Orbital Stability of Hierarchical 3 and 4-Body Systems with Inclination: Results for Kepler-1625, 1708, and HD 23079

TL;DR

This study analyzes the orbital stability of hierarchical 3- and 4-body systems with inclination, focusing on exomoon candidates like Kepler-1625, and identifies stable regions and resonances using numerical and analytical methods.

Contribution

It provides a comprehensive framework for assessing the stability of exomoon and submoon systems, including new resonance analysis techniques.

Findings

Identification of stable and unstable regions in 3- and 4-body systems.

Discovery of secular resonance patterns affecting stability.

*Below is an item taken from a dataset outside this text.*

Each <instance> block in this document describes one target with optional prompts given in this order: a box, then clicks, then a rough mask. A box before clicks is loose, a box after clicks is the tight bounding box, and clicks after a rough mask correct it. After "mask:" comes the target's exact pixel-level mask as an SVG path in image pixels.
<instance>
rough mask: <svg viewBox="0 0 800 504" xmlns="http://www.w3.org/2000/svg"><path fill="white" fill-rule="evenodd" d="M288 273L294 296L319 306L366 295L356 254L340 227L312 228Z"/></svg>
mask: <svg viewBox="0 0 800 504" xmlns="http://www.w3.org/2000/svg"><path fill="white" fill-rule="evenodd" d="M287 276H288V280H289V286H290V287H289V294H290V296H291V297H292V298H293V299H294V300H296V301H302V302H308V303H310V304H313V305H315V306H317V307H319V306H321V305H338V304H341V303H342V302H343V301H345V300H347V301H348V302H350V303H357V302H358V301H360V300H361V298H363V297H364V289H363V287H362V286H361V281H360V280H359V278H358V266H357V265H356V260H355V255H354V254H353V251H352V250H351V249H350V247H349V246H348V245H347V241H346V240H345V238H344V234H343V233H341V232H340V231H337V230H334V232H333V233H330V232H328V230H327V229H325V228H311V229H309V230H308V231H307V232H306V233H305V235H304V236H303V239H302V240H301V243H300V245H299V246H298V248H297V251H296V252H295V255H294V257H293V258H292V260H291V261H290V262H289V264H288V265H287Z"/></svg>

Application of combined numerical and analytical methods for stability analysis.

Abstract

As the number of potential exomoon candidates grows, there is a heightened motivation of pursing orbital stability analyses. In this work, we provide an in-depth investigation into 4-body systems, consisting of a star, planet, moon, and submoon by using the N-body simulator rebound. Particularly, we focus on the system of Kepler-1625, where evidence of a possible exomoon has been obtained. We investigate the 3-body star--planet--moon system for the proposed exomoon parameters allowing us to identify stable regions associated with most of the space parameters. Thereafter, we consider a 4-body system including a potential submoon. We find that there are both stable and unstable regions, as expected, as well as resonance patterns that are further explored using numerical and analytical methods including secular perturbation theory. We are able to identify these resonances as secular in nature. In addition, we investigate 3-body versions of two other systems, Kepler-1708 and HD 23079, while also studying a 4-body version of HD 23079. Our work may serve as a generalized framework for exploring other planet--moon cases in the future while noting that the current 4-body study may be an incentive for studying further exomoon and submoon systems.